En esos años, el fundador de Olavarría, el coronel y diputado Álvaro Barros denunció al Ejército argentino por las irregularidades en cuanto a no cumplir con las raciones de alimento prometidas a las tribus a cambio de limitarlos territorialmente. Los negociados entre los proveedores y los trabajadores del gobierno encargados de ir a entregarlos eran bastante turbios y “los indios siempre salen perdiendo”. Solicitaba entregar las escrituras de los campos para que las naciones se pudieran establecer porque “muchos han aprendido a conservar lo que adquieren y saben valorar la propiedad. Se necesita proporcionarle recursos para que se dediquen a lo que son capaces de hacer, que es labrar la tierra”. Nadie le prestó la menor atención.
Ni Roca, ni Malarín estaban de acuerdo. Es más, cuando regresó al país el joven racista fue edecán de Roca, luego fundó la ciudad de San Salvador en Entre Ríos y murió allí el 7 de diciembre de 1943. Su deseo se hizo realidad, la historia es conocida con lujo de detalles por los descendientes de aquellos que escaparon de las garras del zorro, tal como se lo apodaba a Roca.
A pesar de que las Primeras Naciones de Norteamérica como las del sur cargan con una historia densa y triste, el sioux Vine Deloria sostenía que en el humor se puede definir la vida y aceptarla. “Los indios son como el tiempo, se sabe todo sobre el tiempo, pero nadie puede cambiarlo”. En las tribus se transmitieron los hechos tal cual ocurrieron y también se utilizó la ironía, la sátira, que es un modo mucho más agudo que años de investigación para penetrar en la psique colectiva y los valores de un grupo.

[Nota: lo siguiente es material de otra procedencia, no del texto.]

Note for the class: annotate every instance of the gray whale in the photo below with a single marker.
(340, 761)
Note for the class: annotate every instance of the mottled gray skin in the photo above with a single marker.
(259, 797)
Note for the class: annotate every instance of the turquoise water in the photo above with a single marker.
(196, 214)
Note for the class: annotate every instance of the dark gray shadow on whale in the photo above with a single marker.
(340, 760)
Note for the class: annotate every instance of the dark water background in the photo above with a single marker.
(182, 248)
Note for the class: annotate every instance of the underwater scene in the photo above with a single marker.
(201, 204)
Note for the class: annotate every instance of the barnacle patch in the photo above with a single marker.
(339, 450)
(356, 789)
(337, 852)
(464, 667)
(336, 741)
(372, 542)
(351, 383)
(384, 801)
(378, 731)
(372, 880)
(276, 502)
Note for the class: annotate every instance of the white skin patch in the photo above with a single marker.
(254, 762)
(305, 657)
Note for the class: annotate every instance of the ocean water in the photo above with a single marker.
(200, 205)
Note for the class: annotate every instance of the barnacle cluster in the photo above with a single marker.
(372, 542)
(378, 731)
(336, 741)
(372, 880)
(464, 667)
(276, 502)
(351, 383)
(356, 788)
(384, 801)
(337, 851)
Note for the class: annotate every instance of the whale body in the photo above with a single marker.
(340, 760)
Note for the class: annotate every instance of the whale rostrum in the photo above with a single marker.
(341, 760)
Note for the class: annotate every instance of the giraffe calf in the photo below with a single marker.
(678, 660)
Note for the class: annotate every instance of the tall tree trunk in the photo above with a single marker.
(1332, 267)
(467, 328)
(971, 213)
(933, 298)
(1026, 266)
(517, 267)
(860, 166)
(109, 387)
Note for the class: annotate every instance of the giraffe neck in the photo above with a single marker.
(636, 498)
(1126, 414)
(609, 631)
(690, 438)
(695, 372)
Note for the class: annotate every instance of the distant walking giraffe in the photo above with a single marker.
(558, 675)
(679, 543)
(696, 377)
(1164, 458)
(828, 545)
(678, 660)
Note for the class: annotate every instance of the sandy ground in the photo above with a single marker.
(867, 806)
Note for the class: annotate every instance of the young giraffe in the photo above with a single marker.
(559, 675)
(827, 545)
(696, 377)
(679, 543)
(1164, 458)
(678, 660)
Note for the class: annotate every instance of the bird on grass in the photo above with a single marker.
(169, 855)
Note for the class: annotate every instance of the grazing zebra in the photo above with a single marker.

Deloria escribió lo decepcionante que era para los indios que “los expertos” no mencionaran nunca el aspecto humorístico y en lugar de eso la mitología americana perpetuaba la imagen del indio gruñón y de cara granítica.
Más allá de que hay una razón por la cual el carácter es distinto, dentro de las comunidades se vive de otra manera. Muchos se dejan llevar por el imaginario de que el indígena vive permanentemente en estado de meditación, para estar en armonía con lo que lo rodea, sonríe poco y tiene gesto adusto. Alguien dijo una vez que podrían ser excelentes jugadores de póker ya que nunca se sabe lo que están pensando. La idealización de que el indígena solo pronuncia palabras sabias transmitidas por sus ancestros, no es verdad. Algunos hasta creen que por alguna razón desconocida no comen carne y prenden velas.
Dentro de la cultura hay espacio para el humor como forma de hacer más amena la transmisión oral de los personajes siniestros de la historia. Como aquella anciana de ochenta y tantos años, que decía que Roca era petiso y sin cuello, igual que un frasquito de veneno. En cuanto a Custer, uno de los chistes que perdura es que se vistió elegantemente para la batalla. Cuando los sioux encontraron su cuerpo, vieron que llevaba puesto un alfiler de corbata en forma de flecha.
Recurrir al humor es haber podido salir enteros de la historia, con el alma trizada pero vivos y con ganas de ser los protagonistas de un futuro mejor. A todas y cada una de las tribus de nuestro territorio la historia las ha defraudado tantas veces, que, en cuestión de dolor, ya han recibido suficientes raciones como yapa.